"Update by Reference" Vs Shallow Copy

update by reference vs shallow copy

In data.table, := and all set* functions update objects by reference. This was introduced sometime around 2012 IIRC. And at this time, base R did not shallow copy, but deep copied. Shallow copy was introduced since 3.1.0.

It's a wordy/lengthy answer, but I think this answers your first two questions:

How is this base R method different from the data.table equivalent? Is the difference related only to speed or also memory use?

In base R v3.1.0+ when we do:

DF1 = data.frame(x=1:5, y=6:10, z=11:15)
DF2 = DF1[, c("x", "y")]
DF3 = transform(DF2, y = ifelse(y>=8L, 1L, y))
DF4 = transform(DF2, y = 2L)

From DF1 to DF2, both columns are only shallow copied.
From DF2 to DF3 the column y alone had to be copied/re-allocated, but x gets shallow copied again.
From DF2 to DF4, same as (2).

That is, columns are shallow copied as long as the column remains unchanged - in a way, the copy is being delayed unless absolutely necessary.

In data.table, we modify in-place. Meaning even during DF3 and DF4 column y doesn't get copied.

DT2[y >= 8L, y := 1L] ## (a)
DT2[, y := 2L]

Here, since y is already an integer column, and we are modifying it by integer, by reference, there's no new memory allocation made here at all.

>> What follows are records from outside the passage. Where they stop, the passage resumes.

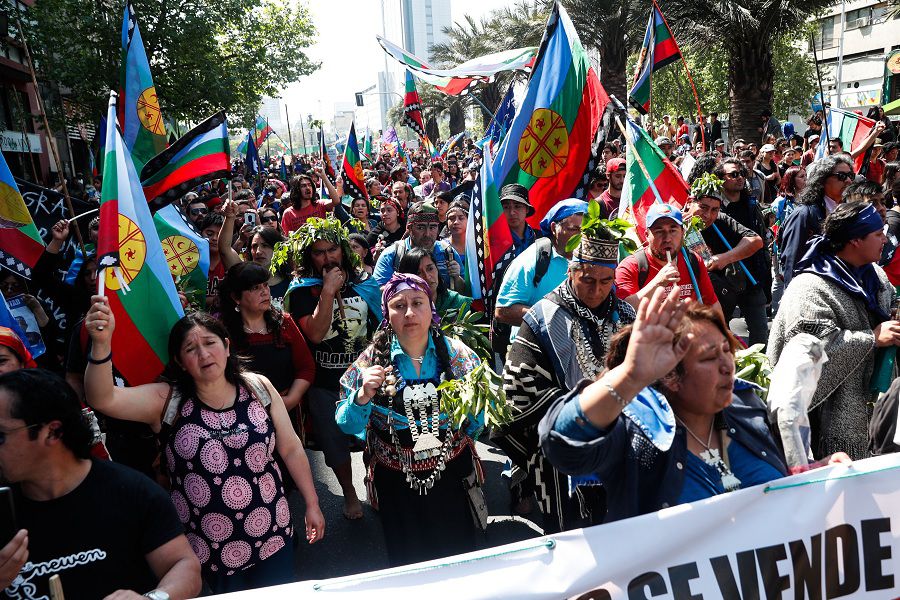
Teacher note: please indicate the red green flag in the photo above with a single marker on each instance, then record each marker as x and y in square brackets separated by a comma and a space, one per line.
[351, 168]
[412, 107]
[133, 266]
[657, 51]
[20, 242]
[139, 114]
[552, 140]
[637, 195]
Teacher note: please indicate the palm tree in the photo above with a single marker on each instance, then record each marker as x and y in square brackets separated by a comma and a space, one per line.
[747, 30]
[614, 29]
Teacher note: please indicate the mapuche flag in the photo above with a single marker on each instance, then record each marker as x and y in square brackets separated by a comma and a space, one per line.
[637, 195]
[326, 160]
[351, 168]
[139, 114]
[851, 128]
[20, 242]
[412, 107]
[139, 285]
[186, 252]
[200, 155]
[658, 50]
[552, 137]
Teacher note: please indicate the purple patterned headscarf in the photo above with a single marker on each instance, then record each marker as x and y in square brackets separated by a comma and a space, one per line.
[406, 281]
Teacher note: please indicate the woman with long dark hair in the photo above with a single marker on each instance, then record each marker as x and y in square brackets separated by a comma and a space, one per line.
[221, 427]
[263, 239]
[826, 181]
[268, 337]
[418, 261]
[420, 462]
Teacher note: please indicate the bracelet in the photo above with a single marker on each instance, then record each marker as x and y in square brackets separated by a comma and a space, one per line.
[94, 361]
[616, 395]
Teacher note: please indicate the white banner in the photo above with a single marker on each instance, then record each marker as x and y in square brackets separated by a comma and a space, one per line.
[827, 533]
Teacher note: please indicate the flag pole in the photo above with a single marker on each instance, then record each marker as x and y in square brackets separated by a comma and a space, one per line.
[290, 138]
[687, 71]
[50, 139]
[646, 173]
[812, 43]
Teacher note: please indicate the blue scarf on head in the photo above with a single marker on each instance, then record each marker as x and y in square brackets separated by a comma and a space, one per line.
[862, 282]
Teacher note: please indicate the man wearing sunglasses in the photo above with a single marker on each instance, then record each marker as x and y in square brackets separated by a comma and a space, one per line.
[102, 527]
[826, 180]
[422, 227]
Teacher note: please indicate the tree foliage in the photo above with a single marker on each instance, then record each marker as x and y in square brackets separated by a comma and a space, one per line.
[793, 86]
[205, 55]
[747, 32]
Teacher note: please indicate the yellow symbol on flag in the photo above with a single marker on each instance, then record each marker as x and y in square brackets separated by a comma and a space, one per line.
[132, 252]
[181, 253]
[149, 113]
[13, 213]
[544, 147]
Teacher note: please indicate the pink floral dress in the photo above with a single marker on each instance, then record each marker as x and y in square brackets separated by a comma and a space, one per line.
[226, 485]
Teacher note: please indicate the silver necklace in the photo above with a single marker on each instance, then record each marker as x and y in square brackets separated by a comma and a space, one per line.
[713, 458]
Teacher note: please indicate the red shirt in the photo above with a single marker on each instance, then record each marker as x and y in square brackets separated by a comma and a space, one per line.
[293, 218]
[627, 278]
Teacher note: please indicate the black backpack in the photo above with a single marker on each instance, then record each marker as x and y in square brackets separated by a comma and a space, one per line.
[500, 332]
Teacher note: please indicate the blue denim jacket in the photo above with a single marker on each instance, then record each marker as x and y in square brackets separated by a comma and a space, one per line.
[640, 458]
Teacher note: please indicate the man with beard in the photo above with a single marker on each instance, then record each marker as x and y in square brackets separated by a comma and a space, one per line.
[609, 200]
[563, 340]
[338, 307]
[422, 225]
[662, 264]
[305, 202]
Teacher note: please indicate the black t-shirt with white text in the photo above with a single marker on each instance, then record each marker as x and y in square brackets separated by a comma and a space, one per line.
[345, 339]
[95, 537]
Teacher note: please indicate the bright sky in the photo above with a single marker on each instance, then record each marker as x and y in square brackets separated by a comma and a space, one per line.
[350, 55]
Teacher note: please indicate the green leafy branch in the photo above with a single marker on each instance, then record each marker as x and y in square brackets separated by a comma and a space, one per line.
[594, 226]
[468, 328]
[753, 365]
[479, 393]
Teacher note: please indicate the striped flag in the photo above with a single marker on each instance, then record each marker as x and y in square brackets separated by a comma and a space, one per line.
[133, 265]
[657, 51]
[637, 195]
[459, 79]
[20, 242]
[201, 155]
[351, 168]
[851, 128]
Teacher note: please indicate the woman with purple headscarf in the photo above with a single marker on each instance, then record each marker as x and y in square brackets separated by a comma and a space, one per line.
[421, 465]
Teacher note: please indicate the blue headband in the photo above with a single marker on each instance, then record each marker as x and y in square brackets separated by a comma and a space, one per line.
[866, 222]
[561, 210]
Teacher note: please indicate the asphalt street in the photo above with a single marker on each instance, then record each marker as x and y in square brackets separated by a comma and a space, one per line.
[351, 547]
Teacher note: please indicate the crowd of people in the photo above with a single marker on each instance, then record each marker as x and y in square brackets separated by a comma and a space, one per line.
[321, 328]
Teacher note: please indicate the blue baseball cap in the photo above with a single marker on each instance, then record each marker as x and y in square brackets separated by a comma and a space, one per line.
[562, 210]
[663, 211]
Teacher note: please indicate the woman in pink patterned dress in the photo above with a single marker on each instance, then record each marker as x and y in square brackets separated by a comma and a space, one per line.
[220, 430]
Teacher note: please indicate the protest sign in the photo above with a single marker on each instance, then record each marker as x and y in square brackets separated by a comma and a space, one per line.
[46, 208]
[828, 533]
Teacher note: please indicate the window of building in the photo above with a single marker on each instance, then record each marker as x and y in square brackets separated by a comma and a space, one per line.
[825, 38]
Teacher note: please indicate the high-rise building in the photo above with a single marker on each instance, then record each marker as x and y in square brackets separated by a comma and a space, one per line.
[869, 34]
[417, 25]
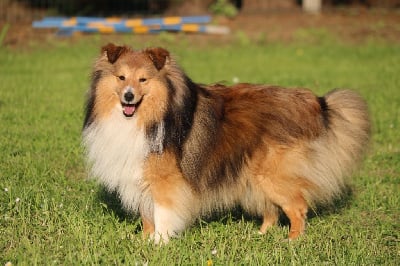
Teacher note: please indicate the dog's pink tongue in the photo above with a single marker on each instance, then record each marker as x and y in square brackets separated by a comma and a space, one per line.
[129, 110]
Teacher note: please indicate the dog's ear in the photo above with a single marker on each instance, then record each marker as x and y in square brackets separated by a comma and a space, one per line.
[113, 52]
[158, 56]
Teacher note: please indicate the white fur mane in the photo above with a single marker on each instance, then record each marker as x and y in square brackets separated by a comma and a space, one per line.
[116, 149]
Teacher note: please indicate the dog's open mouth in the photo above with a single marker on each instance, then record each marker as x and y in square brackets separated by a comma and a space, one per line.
[129, 109]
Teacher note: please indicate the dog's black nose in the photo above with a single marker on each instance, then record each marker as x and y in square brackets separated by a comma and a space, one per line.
[129, 96]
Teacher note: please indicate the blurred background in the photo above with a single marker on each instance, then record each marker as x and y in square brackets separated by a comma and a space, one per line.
[274, 19]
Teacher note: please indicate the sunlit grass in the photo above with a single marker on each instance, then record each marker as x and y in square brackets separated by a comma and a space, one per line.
[50, 213]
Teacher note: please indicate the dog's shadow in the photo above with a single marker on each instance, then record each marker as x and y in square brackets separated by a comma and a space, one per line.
[113, 206]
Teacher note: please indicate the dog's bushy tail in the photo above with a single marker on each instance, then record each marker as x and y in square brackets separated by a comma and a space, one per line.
[335, 155]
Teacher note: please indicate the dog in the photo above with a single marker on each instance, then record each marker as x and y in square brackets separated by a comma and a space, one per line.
[174, 150]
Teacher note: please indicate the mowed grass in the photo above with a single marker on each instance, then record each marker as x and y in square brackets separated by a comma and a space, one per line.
[50, 213]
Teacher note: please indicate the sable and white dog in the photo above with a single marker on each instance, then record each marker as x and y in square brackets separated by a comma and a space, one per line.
[174, 149]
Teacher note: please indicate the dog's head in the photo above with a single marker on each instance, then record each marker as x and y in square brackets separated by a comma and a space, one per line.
[133, 80]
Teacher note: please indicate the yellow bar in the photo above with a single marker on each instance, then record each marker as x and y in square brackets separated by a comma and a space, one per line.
[133, 22]
[113, 20]
[190, 27]
[141, 29]
[106, 29]
[95, 24]
[70, 22]
[172, 20]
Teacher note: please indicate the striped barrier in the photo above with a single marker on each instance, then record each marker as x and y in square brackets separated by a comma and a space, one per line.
[68, 26]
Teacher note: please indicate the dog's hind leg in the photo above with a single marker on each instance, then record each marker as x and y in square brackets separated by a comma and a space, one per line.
[270, 218]
[296, 211]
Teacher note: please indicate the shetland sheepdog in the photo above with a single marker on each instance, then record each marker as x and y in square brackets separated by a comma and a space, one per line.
[174, 150]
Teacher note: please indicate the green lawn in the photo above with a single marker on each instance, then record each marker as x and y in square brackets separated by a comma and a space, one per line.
[51, 214]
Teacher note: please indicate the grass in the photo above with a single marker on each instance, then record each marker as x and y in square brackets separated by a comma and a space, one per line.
[51, 214]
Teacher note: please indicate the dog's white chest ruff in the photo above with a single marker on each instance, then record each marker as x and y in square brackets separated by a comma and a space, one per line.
[116, 149]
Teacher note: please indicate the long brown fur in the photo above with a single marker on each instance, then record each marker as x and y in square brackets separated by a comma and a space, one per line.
[200, 148]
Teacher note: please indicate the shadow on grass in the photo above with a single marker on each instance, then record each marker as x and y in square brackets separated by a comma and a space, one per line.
[112, 205]
[238, 214]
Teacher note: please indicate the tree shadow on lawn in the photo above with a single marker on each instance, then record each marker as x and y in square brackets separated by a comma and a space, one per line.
[113, 206]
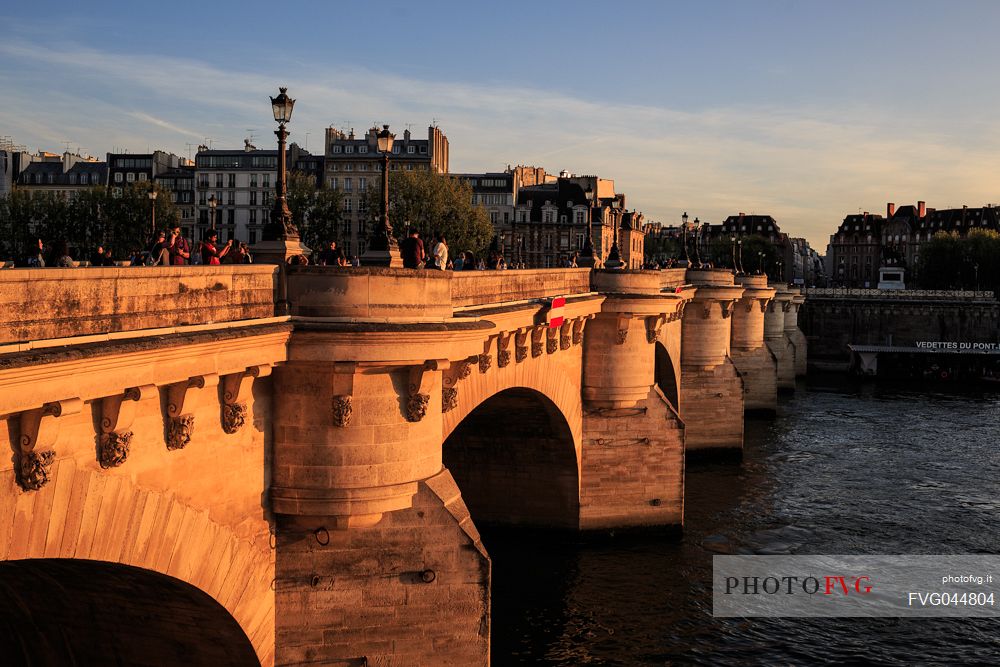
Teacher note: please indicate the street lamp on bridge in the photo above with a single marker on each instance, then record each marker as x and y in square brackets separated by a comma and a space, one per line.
[382, 248]
[152, 205]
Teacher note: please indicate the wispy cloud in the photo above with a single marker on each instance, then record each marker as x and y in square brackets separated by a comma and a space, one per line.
[806, 166]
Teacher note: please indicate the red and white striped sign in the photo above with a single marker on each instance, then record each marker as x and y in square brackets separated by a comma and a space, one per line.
[555, 315]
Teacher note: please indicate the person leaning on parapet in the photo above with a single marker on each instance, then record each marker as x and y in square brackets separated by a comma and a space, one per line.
[180, 251]
[159, 252]
[411, 250]
[60, 255]
[331, 256]
[440, 252]
[210, 254]
[34, 255]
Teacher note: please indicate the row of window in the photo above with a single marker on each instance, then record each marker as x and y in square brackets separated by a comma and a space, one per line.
[397, 149]
[244, 161]
[131, 177]
[133, 163]
[50, 179]
[348, 184]
[229, 180]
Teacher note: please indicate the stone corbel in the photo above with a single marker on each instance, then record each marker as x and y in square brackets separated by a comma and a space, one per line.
[459, 370]
[485, 359]
[180, 425]
[236, 388]
[117, 415]
[551, 340]
[341, 404]
[565, 335]
[536, 341]
[521, 345]
[653, 325]
[503, 353]
[578, 325]
[39, 429]
[621, 329]
[421, 383]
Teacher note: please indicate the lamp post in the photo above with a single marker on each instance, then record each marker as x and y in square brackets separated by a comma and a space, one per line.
[614, 256]
[586, 258]
[152, 210]
[382, 247]
[212, 203]
[697, 243]
[280, 227]
[280, 238]
[687, 257]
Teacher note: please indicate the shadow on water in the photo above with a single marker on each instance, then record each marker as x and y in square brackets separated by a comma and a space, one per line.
[845, 467]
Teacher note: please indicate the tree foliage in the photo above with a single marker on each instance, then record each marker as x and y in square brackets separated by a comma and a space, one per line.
[949, 261]
[93, 217]
[434, 203]
[316, 212]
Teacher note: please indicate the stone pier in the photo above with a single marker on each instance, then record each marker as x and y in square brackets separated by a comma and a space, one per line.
[632, 462]
[754, 361]
[711, 389]
[776, 339]
[794, 334]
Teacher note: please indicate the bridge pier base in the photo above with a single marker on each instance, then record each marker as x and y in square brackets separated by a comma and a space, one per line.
[753, 360]
[759, 370]
[711, 389]
[413, 589]
[632, 466]
[777, 340]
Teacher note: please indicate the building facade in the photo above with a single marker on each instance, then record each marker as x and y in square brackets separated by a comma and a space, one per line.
[125, 169]
[180, 184]
[63, 176]
[865, 242]
[353, 164]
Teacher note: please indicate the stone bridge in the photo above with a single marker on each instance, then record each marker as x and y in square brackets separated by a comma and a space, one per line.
[288, 466]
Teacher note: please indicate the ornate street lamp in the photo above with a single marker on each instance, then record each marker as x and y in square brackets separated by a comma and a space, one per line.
[152, 205]
[382, 247]
[212, 203]
[587, 252]
[697, 243]
[280, 227]
[614, 256]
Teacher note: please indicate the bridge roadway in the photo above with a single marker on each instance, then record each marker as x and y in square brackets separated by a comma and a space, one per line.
[312, 448]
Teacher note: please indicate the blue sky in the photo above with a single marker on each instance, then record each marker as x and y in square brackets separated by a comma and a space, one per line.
[804, 110]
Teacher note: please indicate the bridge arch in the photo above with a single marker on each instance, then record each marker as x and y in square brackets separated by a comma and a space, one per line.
[666, 376]
[86, 515]
[71, 611]
[516, 461]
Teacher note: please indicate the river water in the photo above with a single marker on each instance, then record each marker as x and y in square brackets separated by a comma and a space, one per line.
[842, 469]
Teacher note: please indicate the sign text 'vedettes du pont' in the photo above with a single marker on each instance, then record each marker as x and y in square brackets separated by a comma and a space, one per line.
[945, 345]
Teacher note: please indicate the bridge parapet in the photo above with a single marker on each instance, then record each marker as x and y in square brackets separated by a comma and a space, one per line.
[41, 304]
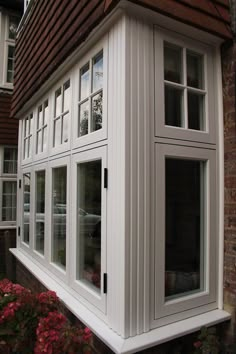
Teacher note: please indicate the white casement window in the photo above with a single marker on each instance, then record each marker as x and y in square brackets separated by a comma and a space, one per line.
[42, 127]
[62, 114]
[184, 180]
[8, 185]
[91, 86]
[89, 224]
[12, 24]
[27, 136]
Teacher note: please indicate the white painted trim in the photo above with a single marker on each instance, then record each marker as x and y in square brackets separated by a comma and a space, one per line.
[102, 330]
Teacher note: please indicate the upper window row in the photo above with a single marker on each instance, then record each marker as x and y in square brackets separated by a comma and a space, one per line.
[52, 117]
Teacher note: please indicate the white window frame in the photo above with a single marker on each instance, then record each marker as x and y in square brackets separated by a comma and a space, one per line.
[44, 153]
[28, 136]
[162, 130]
[51, 101]
[98, 300]
[167, 311]
[100, 134]
[61, 273]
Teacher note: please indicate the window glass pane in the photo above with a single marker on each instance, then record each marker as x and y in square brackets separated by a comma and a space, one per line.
[59, 216]
[172, 63]
[65, 131]
[184, 227]
[58, 103]
[26, 216]
[40, 117]
[67, 96]
[195, 111]
[195, 70]
[173, 107]
[57, 132]
[98, 71]
[84, 82]
[13, 24]
[10, 160]
[9, 201]
[83, 118]
[40, 211]
[89, 223]
[97, 112]
[39, 142]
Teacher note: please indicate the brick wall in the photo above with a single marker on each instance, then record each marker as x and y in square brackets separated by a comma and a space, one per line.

This is also particularly useful when you'd like to sub-assign by reference (marked as (a) above). This is a handy feature we really like in data.table.

Another advantage that comes for free (that I came to know from our interactions) is, when we've to, say, convert all columns of a data.table to a numeric type, from say, character type:

DT[, (cols) := lapply(.SD, as.numeric), .SDcols = cols]

Here, since we're updating by reference, each character column gets replaced by reference with it's numeric counterpart. And after that replacement, the earlier character column isn't required anymore and is up for grabs for garbage collection. But if you were to do this using base R:

DF[] = lapply(DF, as.numeric)

All the columns will have to be converted to numeric, and that'll have to be held in a temporary variable, and then finally will be assigned back to DF. That means, if you've 10 columns with a 100 million rows, each of character type, then your DF takes a space of:

10 * 100e6 * 4 / 1024^3 = ~ 3.7GB

And since numeric type is twice as much in size, we'll need a total of 7.4GB + 3.7GB of space for us to make the conversion using base R.

But note that data.table copies during DF1 to DF2. That is:

DT2 = DT1[, c("x", "y")]

results in a copy, because we can't sub-assign by reference on a shallow copy. It'll update all the clones.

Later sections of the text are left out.